Bonnie Kaplan, PhD, Professor at the University of Calgary
Dr. Kaplan set the stage for the presentation with an overview of the current understanding of nutrition and mental health. The most striking results (in our opinion) are as follows:
- The prevalence of mental health issues is increasing with 1 in 5 Canadians reporting some form of mental health issue according to the 2013 Report from the Mental Health Commission of Canada (1). Consequently, mental health is having a significant impact on the quality of life of Canadians and is burdening the health care system.
- There is a correlation (note: not CAUSATION) between increased mood disorders, depression and anxiety with the highly processed, generally nutrient deficient “Western Diet”; whereas, the opposite is true for an unprocessed, healthy dietary pattern (2). Our Note: The role of the diet in mental health issues is still unclear as a more recent systematic review by the same group did not find conclusive relationships with all dietary patterns (3).

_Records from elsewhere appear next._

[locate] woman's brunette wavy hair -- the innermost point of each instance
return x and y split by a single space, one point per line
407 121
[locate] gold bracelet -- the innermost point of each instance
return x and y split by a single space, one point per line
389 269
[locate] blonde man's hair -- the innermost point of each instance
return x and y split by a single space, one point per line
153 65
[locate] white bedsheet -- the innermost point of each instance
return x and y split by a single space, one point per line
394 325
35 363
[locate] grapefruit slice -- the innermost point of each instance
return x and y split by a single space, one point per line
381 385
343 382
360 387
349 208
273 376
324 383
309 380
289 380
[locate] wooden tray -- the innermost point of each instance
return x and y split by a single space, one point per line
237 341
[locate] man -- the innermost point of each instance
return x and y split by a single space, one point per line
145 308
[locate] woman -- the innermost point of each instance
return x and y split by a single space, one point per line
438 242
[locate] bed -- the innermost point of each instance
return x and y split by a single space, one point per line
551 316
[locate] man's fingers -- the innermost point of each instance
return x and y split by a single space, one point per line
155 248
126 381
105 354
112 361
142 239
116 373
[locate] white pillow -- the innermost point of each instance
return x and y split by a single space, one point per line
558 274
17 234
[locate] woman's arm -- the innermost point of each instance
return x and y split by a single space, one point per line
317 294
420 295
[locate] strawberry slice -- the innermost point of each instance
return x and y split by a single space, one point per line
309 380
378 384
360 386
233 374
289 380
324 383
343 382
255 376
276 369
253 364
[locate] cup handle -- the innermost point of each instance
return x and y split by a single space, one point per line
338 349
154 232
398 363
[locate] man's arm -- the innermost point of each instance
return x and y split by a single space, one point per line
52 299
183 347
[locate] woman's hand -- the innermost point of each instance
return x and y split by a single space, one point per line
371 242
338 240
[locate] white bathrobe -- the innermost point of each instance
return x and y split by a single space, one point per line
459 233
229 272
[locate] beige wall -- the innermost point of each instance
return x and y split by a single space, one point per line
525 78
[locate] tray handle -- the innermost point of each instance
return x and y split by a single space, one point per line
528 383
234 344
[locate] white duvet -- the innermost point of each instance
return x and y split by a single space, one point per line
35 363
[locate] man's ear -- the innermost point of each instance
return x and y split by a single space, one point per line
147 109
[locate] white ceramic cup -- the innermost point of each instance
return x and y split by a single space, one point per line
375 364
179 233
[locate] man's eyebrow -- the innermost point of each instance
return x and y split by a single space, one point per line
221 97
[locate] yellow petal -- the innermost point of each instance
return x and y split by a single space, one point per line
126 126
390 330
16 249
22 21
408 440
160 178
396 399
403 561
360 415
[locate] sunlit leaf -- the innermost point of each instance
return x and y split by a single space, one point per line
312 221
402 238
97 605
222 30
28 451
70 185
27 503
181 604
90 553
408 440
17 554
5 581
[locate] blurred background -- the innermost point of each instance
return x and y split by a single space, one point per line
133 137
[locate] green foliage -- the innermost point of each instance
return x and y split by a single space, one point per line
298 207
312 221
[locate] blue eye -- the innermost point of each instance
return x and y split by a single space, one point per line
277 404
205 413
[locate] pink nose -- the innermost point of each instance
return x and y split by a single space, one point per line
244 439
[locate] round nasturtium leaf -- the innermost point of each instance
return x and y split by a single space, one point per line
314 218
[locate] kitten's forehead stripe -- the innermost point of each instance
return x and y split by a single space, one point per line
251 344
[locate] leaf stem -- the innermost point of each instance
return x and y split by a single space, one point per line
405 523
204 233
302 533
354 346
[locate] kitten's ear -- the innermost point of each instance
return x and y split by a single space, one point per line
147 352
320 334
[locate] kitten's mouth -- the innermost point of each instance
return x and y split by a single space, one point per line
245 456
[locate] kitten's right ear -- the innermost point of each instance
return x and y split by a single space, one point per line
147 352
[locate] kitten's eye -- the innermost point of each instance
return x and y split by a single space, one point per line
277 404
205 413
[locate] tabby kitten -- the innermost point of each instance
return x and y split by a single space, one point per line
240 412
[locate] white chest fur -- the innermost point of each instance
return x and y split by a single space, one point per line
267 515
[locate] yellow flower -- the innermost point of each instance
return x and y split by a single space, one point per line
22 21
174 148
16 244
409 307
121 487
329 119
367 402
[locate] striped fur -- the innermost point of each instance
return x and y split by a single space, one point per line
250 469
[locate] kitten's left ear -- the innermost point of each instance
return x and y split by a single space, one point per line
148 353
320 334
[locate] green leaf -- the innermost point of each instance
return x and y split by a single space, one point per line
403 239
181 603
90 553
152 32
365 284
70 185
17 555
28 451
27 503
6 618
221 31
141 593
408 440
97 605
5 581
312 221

- An emphasis should be placed on overall dietary patterns rather than any specific vitamin, mineral, fatty acid etc.
- The actual mechanisms of action require additional research; however, some potential reasons for the link between nutrition and mental health include: alterations in neurotransmitter synthesis and function, poor gastrointestinal health (enter the gut microbiota), increased inflammation, and alterations in mitochondrial (the cell’s battery or powerhouse) function.
- We need to consider not only what we are eating (processed foods, high fat, high sugar etc) that could be causing health problems but also what we are NOT eating (fruits, vegetables, lean meats etc).
Julia Rucklidge, PhD, Professor at the University of Canterbury
Dr. Rucklidge focused on vitamin and mineral supplementation and mental health. She provided examples from a variety of different types of studies including case studies (involving just one individual) to higher impact studies using blinding and placebo trials. A cautionary note, although we don’t argue that vitamins and minerals may play a role in the following mental health issues – the evidence is far from conclusive and much of the data is preliminary.
- There is preliminary [emphasis ours] evidence to suggest that vitamin and mineral supplements could be considered in the treatment of autism (4).
- Vitamin and mineral supplementation has been found to reduce stress and anxiety in individuals with ADHD (5).
- Long-term vitamin and mineral supplementation may be more effective than a placebo in those with ADHD and have fewer side-effects than currently prescribed medications (6).
- Vitamin and mineral supplements could be investigated as a potential treatment for children with bioplar disorder (7).
No Baloney’s thoughts? Research into the impact of nutrition and mental health is in the early stages and more needs to be done. If (note the if) there are improvements with dietary interventions and/or supplements AND fewer side-effects, that would be wonderful. HOWEVER, there are many limitations to this research of which the most glaring are:
- Much of the research is correlational and thus we can’t be certain what is causing the mental health issues. There could be another factor affecting both diet and mental health, it could be that poor mental health negatively impacts diet etc.
- Diet interventions are lacking; supplementation seems to be without consideration of the current diet quality or the identification of potential vitamin and mineral deficiencies.
- A lack of control of other factors that could be confounding the studies.
- Supplements used in these studies are not an over-the-counter multivitamin/multimineral; they tend to use relatively high doses and make their own formulations. There is a lack of consistency and evidence for the dose, formulations, and which vitamins and minerals are required.
A healthy diet, physical activity and adequate sleep certainly cannot impair health and are mostly likely beneficial on several levels. We wouldn’t go so far as to say that vitamin and mineral supplements are the panacea for all mental health issues; however, and would not recommend anyone self-diagnose or “self-medicate” with supplements. Always consult with a physician and other health care practitioners.